There is something very compelling about the idea of gods needing humans more than humans needing gods, but it’s worth noting that Pratchett maintains a fundamental respect for the human desire to have something to believe in. Atheists are not spared his merciless satire, and are often struck by lightning from the gods that do exist. All the philosophers of Ephebe, bar one (Didactylos), are too wrapped up in their deep thinking to be really thoughtful. And while all the institutions of the Church are laid waste, Pratchett backs away from Phillip Pullman’s call for a Republic of Heaven, favouring instead a constitutional monarchy. Witness this snippet of dialogue when Om and Brutha debate establishing a new set of commandments.
“I Like One About Not Killing,” said Om, from far above. “It’s Got A Good Ring To It. Hurry Up. I’ve Got Some Smiting To Do”
“You see?” said Brutha. “No. No smiting. No commandments unless you obey them too.”

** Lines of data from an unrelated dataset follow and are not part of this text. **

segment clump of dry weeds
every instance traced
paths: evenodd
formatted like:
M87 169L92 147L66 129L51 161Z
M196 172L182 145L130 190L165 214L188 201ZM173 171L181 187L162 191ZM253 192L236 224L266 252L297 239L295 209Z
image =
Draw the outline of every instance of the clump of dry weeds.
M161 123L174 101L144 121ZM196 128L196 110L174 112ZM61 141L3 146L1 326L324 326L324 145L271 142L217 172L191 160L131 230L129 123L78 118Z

All of the touchstones of religion are mined, here. Brutha and Om have a long trek through the desert before them, and Brutha has his own cross to bear. There’s even a subtle and funny reference to Plato’s shadows as only Pratchett can do. And through this tale, an unassuming man will become Pope, and a god will learn humility. If that isn’t a remarkable literary achievement, I don’t know what is. Brutha, through it all, retains his faith, and shows a very Christian conviction about forgiveness and redemption. It makes him perhaps the most compelling character in the Pratchett canon.
Small Gods deserves more attention than it gets in the Discworld canon, as it is the apex of Pratchett’s depth of thinking and wildness of humour. It would be an ideal candidate for a movie adaptation, especially from the people who gave us The Hogfather and The Colour of Magic. Rarely do I encounter a story that makes me think and makes me care as much as it makes me laugh, but Small Gods has it all.
Read this book, or I will smite you.